Technical manuals eh? Only for those hard core fans I'll bet. You know the ones...instead of shaking your hand they do some funny thing with their fingers and murmur "live long and prosper". I'll even wager they have a Starfleet uniform tucked safely in their wardrobes. Weirdoes.
Well yes I'll give you that, there is that side to it, but these sort of books really appeal to me. While I wouldn't say I'm a real "hard core" fan. I have spent a lot of money on Books, videos to do with the series. Especially DS9. To say that most people have never given it a fair chance is an understatement. DS9 I once read suffers from that infamous "Middle Child Syndrome" It's continually being compared to it's older brother The Next Generation, while at the same time never getting as much attention as it's younger sister series Voyager.
Anyway back to this book I'm supposed to be reviewing. The point of all that was an attempt to show that without a doubt DS9 is my favourite Star Trek series, one of the reasons is that the producers, directors and actors manage to convince us every week that instead of being a set somewhere on a lot on Paramount studios, we are in fact on a giant Cardassian built space station somewhere in the Bajoran system.
Which is fair enough.
But if you, (like me) want to know where exactly in the Bajoran system the station is, then look no further than this book. While we're on the subject how many planets are in the system? And just how close is it to Cardassian space? Well there are fourteen and if I could make sense of the map I could answer that other question.
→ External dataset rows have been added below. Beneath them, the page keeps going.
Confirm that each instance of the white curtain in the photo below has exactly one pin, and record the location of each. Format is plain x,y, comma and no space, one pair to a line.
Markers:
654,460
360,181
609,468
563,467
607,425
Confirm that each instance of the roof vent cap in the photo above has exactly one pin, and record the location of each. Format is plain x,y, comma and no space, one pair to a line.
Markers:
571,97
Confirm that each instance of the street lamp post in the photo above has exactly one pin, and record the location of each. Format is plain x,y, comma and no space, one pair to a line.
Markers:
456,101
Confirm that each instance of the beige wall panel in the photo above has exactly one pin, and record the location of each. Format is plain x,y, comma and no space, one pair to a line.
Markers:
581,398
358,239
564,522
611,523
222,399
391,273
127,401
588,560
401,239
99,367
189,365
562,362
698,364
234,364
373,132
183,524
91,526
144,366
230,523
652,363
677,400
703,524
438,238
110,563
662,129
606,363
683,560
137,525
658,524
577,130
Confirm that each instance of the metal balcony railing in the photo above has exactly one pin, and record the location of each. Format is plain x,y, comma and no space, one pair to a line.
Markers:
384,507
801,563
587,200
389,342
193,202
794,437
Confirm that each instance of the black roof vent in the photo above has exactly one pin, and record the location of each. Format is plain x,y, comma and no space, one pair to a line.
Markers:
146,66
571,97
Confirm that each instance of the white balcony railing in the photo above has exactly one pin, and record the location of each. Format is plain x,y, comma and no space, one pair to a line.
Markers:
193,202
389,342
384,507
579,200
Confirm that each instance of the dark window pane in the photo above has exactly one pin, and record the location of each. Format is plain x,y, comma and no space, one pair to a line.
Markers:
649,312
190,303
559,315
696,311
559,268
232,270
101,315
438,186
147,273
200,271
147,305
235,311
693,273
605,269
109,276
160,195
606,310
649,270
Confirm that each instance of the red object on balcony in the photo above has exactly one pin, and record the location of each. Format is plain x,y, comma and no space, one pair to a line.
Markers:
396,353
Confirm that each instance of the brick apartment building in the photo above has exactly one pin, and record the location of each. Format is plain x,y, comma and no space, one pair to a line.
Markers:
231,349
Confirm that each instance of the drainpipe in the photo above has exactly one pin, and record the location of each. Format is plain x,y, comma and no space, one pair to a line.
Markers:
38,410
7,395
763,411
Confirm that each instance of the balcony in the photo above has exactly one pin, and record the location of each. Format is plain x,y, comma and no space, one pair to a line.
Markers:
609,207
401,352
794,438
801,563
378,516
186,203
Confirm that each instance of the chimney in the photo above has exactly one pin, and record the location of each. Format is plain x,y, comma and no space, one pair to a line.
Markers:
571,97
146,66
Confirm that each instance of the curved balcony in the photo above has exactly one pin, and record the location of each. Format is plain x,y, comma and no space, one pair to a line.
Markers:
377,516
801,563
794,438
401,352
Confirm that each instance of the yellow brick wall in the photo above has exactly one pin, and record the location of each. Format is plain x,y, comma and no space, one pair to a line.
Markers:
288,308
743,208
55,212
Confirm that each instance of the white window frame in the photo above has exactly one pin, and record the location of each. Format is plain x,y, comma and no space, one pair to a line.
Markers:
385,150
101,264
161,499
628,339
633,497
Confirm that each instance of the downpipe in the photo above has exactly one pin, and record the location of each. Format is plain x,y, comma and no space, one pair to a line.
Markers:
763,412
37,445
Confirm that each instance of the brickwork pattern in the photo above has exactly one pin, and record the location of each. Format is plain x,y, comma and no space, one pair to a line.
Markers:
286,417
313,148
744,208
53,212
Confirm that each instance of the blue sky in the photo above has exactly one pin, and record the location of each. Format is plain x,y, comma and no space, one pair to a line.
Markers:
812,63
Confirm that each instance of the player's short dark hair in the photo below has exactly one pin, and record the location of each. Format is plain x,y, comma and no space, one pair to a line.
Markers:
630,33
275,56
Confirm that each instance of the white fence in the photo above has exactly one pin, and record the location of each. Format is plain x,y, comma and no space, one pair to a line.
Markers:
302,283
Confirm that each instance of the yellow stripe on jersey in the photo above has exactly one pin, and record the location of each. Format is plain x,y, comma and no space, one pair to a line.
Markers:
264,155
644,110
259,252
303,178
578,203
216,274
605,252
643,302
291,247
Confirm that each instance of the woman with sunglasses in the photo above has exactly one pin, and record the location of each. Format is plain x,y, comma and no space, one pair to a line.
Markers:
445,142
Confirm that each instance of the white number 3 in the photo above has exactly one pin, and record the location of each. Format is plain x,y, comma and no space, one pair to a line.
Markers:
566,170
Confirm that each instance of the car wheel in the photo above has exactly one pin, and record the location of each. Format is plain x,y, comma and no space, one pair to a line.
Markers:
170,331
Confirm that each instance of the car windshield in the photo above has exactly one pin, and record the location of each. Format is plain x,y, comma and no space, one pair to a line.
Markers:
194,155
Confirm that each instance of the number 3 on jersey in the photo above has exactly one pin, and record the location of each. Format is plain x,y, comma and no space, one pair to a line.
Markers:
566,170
Ladies and Gentlemen I believe I've found geek heaven.
This edition improves on the TNG version in one big area, it's in full colour. This means it has a much greater and lasting visual impact than it's older companion. This book I'd say has about two or three full colour diagrams per two-page spread, for those of you who just like looking at the pictures, it's eye candy.
For those of you who like text, well it's a little bit easier to understand than the TNG version, however that really isn't saying all that much. Maybe it's just me and my feeble intellect but:
"The Y axis runs dorsal-ventral, with +Y to dorsal, up from Ops."
Seems a little bit too complicated to me, don't get me wrong I can get my mind round it, it just took me a while, which did kind of spoil the fun.
Now the cynic in me (yes I know it's hard to believe, but there is one) will say that this is178 pages of pure um...scanning for PG rated word...nonsense. I mean it's all just been made up hasn't it? It would be like buying a map to a place that doesn't exist...(and yes I do have one of those as well). All that just doesn't matter, this book shows us how the entire station works, the fact that this book treats all the facts, as well...facts, adds to the realism. It's only in the brilliant afterward by Ronald D. Moore that we find out the poly-duranium (or whatever) hull of the station is actually made from wood. As a side note if you turn to page 25 you can actually find out exactly what the hull is supposed to be made from, this book has everything.
To do this review I've had to flick through the book again, and now, eight months after I bought it I'm still finding out facts that I never saw before. For instance did you know that in the series we only see about a third of the promenade? The other two-thirds contain "Vince's Gym", a florist, a barber/beauty salon and lots more.
You could even go as far as to say that if you were astute enough and had the right technology you could build DS9 and the Defiant just from this book. Just remember if you do, I'll expect an invite and a free synth-ale at Quarks. See you soon. I give this book 5 Pips.